Tuesday, July 14, 2009

Son-Rise Intensive Letter

Hoopdaddy and I took Eric to the Option Institute in May, 2008 for a Son-Rise Intensive Program.  In each of the units in the Son-Rise house, parents write a letter to the next family that will experience the Intensive program. The letters are gathered into a binder for future families to read during that long Sunday evening, after their arrival at The Autism Treatment Center of America but before the start of the Intensive on Monday morning.  This week, going through some notes, I came across a copy of the letter that we left behind. Maybe you're wondering whether to plunk down the money for an Intensive, or maybe you're waiting on the date of your Intensive to arrive. In the meantime, this is the letter we left behind at the end of our Intensive:

What is the Son-Rise Intensive like? Imagine your sweet child on an island, all alone, just offshore. He's so close that it seems like you could almost touch him, but you can't quite reach him from the beach. You've tried shouting or throwing things his direction, but it only drives him deeper into the foliage at the center of his island. How can you, you wonder desperately, make him jump into the choppy ocean and swim to you? 
You can't.
Then, you notice a tribe of happy adventurers setting up a base camp next to you. "Ah," they say. "Your child is on the island. We love to visit that island!"
"Visit the island?" you ask. "You're nuts. I don't want to visit the island. I want to get my sweet boy off of the island."
They smile.
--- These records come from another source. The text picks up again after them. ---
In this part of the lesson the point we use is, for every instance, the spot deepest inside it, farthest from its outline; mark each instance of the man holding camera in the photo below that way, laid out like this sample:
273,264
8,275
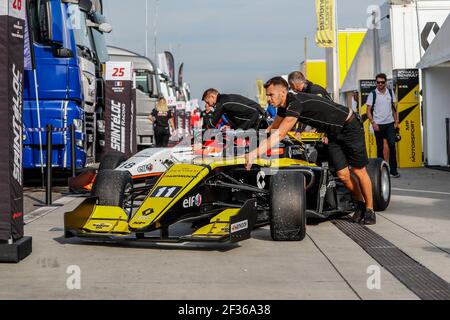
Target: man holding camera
382,114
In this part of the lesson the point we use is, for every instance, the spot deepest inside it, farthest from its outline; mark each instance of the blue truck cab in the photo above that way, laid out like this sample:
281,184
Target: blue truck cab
62,88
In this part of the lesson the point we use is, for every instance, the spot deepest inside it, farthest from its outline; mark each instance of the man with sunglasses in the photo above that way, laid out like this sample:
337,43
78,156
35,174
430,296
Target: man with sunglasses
382,114
347,148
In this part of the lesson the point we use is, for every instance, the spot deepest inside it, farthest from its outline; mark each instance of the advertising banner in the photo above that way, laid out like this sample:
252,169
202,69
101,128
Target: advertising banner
120,113
326,33
180,76
365,89
170,65
406,84
12,27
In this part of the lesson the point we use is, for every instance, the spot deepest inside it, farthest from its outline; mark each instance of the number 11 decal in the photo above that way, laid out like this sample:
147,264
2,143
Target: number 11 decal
165,192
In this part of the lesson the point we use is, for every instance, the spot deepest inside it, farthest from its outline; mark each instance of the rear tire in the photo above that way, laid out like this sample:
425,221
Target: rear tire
288,206
112,160
378,171
113,188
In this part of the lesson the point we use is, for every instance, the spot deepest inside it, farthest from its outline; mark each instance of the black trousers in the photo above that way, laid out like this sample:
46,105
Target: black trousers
387,131
162,136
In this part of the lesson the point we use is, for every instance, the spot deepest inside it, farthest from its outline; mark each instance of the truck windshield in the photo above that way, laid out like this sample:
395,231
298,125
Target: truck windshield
100,45
78,19
142,82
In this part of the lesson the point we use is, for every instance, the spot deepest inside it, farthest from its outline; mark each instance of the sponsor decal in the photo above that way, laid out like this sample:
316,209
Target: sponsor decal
261,183
239,226
118,126
165,192
194,201
148,212
100,226
17,215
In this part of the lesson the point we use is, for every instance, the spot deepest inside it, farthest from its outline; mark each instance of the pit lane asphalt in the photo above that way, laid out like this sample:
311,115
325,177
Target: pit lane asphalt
326,265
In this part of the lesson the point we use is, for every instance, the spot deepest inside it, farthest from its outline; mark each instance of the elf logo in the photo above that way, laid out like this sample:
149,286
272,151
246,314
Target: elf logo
239,226
192,201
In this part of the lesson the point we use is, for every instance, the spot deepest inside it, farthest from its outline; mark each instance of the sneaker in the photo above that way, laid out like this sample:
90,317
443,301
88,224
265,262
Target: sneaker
370,217
359,212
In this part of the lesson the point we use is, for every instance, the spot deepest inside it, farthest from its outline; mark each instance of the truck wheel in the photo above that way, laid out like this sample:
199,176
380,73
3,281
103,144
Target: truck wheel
113,188
112,160
288,206
378,171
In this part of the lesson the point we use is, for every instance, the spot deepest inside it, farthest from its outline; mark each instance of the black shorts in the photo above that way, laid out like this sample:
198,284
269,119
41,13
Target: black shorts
348,148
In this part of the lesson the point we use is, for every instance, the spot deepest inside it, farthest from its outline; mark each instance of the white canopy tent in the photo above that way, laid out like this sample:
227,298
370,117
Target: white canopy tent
435,65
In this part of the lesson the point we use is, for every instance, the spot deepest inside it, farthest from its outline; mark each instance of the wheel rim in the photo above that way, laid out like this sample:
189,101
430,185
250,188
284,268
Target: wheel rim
385,184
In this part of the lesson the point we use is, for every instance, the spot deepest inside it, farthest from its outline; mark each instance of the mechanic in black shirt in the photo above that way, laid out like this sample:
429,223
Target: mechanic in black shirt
298,84
241,112
162,118
345,133
206,115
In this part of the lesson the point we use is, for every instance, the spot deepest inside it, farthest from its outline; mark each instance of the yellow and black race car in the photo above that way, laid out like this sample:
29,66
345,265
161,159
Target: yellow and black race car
218,200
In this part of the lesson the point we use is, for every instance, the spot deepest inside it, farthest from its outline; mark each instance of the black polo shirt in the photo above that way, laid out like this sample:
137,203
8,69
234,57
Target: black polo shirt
162,118
315,111
206,117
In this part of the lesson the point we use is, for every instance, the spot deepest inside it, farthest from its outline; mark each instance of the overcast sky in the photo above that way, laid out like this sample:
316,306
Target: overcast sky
228,44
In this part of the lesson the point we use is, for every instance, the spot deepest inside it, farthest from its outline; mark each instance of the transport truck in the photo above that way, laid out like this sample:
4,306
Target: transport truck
149,86
66,41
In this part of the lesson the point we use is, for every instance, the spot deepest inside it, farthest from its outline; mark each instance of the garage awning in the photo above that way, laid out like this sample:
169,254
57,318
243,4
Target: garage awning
439,51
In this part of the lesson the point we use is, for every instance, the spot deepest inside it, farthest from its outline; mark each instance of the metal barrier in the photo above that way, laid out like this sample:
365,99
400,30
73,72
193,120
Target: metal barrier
49,130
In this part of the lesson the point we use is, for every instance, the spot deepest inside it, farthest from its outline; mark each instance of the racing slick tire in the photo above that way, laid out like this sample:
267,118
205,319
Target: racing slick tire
378,171
112,160
288,206
113,188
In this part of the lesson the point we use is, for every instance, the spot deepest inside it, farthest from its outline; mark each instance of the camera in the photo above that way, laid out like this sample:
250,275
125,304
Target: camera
398,137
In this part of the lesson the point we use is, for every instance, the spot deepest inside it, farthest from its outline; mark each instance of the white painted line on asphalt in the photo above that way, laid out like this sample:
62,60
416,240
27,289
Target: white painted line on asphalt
41,212
421,191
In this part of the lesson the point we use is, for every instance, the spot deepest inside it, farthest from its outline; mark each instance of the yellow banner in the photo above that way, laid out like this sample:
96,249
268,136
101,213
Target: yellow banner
325,12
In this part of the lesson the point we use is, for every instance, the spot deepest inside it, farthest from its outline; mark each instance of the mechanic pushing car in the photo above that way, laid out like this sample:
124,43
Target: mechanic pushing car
241,112
345,133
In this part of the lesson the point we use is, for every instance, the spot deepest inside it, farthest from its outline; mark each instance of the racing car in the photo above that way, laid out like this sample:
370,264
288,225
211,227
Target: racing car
218,200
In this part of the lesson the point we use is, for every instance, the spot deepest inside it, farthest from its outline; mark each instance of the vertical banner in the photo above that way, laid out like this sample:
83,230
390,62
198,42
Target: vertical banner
170,65
120,108
180,76
366,87
406,84
12,28
326,33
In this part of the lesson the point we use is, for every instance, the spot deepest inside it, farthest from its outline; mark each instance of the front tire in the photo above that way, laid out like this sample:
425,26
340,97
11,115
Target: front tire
378,171
112,160
288,206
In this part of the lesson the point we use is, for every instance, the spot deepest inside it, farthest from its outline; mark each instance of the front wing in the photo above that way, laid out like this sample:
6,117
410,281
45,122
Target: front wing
90,220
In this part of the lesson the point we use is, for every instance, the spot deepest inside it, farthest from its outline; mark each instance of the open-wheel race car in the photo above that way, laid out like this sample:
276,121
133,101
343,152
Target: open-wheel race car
218,200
They know. They ask you gently, "Do you really need him to be off the island, or do you want a way to be with him?"
Maybe, like me, you cry for a while, or pout, because at that moment you believe that you need need him off of the island so that you can be happy. But maybe, like me, when you're done crying, and you think about what it is that you really want, it's to know your child and love him.  That's when you decide that you are willing to explore out into the waves for the chance to reach him. But how?
That's when you turn to the merry tribe. They show you how to build a boat to ride through any surf. They help you make a paddle that you can use to keep your momentum when it seems like you'll never get to the island. Finally, you map out a course and you're ready to go. 
You learn that it might take many trips from the beach to the island and back again. On every trip you make, you take with you a little rope, and smooth piece of wood, anything to catch your child's eye, that he might use to build a bridge from the island to the shore. Little by little, the bridge gets built. 
The Intensive is not the same as construction of the bridge--that happens minute by minute in the play/therapy room. The Intensive is building your boat, finding a paddle, gathering supplies to build the bridge.  And the wonderful moment during the Intensive when you look around to see a merry tribe paddling surfboards alongside your boat, showing you how to ride the waves. 

We haven't reached the island yet, and still building that bridge to Eric.  But we're much closer than we were when we started our Son-Rise Program, and closer still because of the work we've done during the Start-Up, the Intensive, Maximum Impact, and New Frontiers Programs.  We rolled into our Intensive on fumes, just over a year ago, and re-energized ourselves and Eric's Son-Rise Program.